J’ai reçu 50% de clients en plus et, en fin de matinée, la moitié des kits avaient disparu
Hier soir, le stock de sachets de 50 millions d’euros était bien engagé. Les bureaux de tabac en ont vendu 4,3 millions sur les 6 millions mis à leur disposition. Selon Michel Arnaud, président de la Confédération syndicale du commerce de détail, sur 100 clients entrant dans un bureau de tabac vendredi matin, quatre-vingts ont acheté un ou plusieurs sachets. « J’ai reçu 50 % de clients en plus et, en fin de matinée, la moitié des kits étaient partis », raconte Bruno Raphard, à Lanton, dans le bassin d’Arcachon.
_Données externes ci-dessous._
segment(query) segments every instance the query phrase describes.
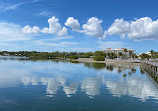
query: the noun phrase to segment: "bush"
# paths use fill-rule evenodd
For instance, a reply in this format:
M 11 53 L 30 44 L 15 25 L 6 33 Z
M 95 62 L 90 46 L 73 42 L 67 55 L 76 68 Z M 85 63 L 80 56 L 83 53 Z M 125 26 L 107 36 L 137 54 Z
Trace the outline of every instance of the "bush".
M 105 57 L 98 55 L 98 56 L 95 56 L 93 60 L 95 60 L 95 61 L 105 61 Z
M 83 58 L 90 58 L 90 56 L 92 56 L 93 54 L 91 52 L 87 52 L 85 53 L 82 57 Z
M 70 56 L 70 59 L 78 59 L 77 56 Z
M 127 76 L 127 74 L 123 74 L 123 76 L 124 76 L 124 77 L 126 77 L 126 76 Z
M 115 53 L 107 53 L 107 55 L 108 55 L 108 57 L 110 58 L 110 59 L 115 59 L 115 58 L 117 58 L 117 55 L 115 54 Z
M 104 56 L 106 57 L 106 53 L 102 51 L 96 51 L 93 53 L 93 56 Z

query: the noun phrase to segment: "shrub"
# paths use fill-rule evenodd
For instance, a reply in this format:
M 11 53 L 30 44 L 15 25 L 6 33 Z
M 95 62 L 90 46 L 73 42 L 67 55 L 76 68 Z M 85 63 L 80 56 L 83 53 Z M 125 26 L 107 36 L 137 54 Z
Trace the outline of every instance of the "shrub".
M 95 61 L 105 61 L 105 57 L 98 55 L 98 56 L 95 56 L 93 60 L 95 60 Z
M 70 56 L 70 59 L 78 59 L 77 56 Z
M 132 74 L 132 72 L 128 72 L 128 74 L 129 74 L 129 75 L 131 75 L 131 74 Z
M 106 57 L 106 53 L 102 51 L 96 51 L 93 53 L 93 56 L 104 56 Z
M 91 52 L 87 52 L 85 53 L 82 57 L 83 58 L 90 58 L 90 56 L 92 56 L 93 54 Z
M 78 61 L 72 61 L 72 60 L 70 60 L 70 63 L 79 64 L 79 62 L 78 62 Z
M 115 53 L 107 53 L 107 55 L 108 55 L 108 57 L 110 58 L 110 59 L 115 59 L 115 58 L 117 58 L 117 55 L 115 54 Z
M 126 75 L 126 74 L 123 74 L 123 76 L 126 77 L 127 75 Z

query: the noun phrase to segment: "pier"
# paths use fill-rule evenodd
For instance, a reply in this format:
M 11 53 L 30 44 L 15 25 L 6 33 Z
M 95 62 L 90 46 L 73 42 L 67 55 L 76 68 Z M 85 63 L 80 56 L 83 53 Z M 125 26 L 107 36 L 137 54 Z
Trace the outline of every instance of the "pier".
M 142 61 L 141 68 L 158 82 L 158 61 Z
A Bordeaux, dès 16 heures, certains buralistes étaient en rupture de stock. Dans le même -, La Poste faisait état de la distribution de 30 % de ses 9 millions de sachets, dont 600 000 en Île-de-France, malgré la grève qui a touché ses bureaux parisiens. Du côté des banques, où la distribution s’effectuait généralement selon la règle d’un sachet par titulaire de compte, les stocks ont été moins épuisés. La Fédération bancaire française estime que 15 % – soit 5 millions – des 33 millions de kits mis en place ont été vendus. Chez BNP Paribas, « 10 à 15 % du stock de 2,7 millions de sachets » ont déjà été écoulés vendredi et la banque s’attend à « un afflux encore plus important samedi ». « Le premier jour de distribution […] s’est déroulé de manière satisfaisante, grâce notamment aux renforts recrutés par le secteur bancaire pour la période transitoire », se félicitent les banques.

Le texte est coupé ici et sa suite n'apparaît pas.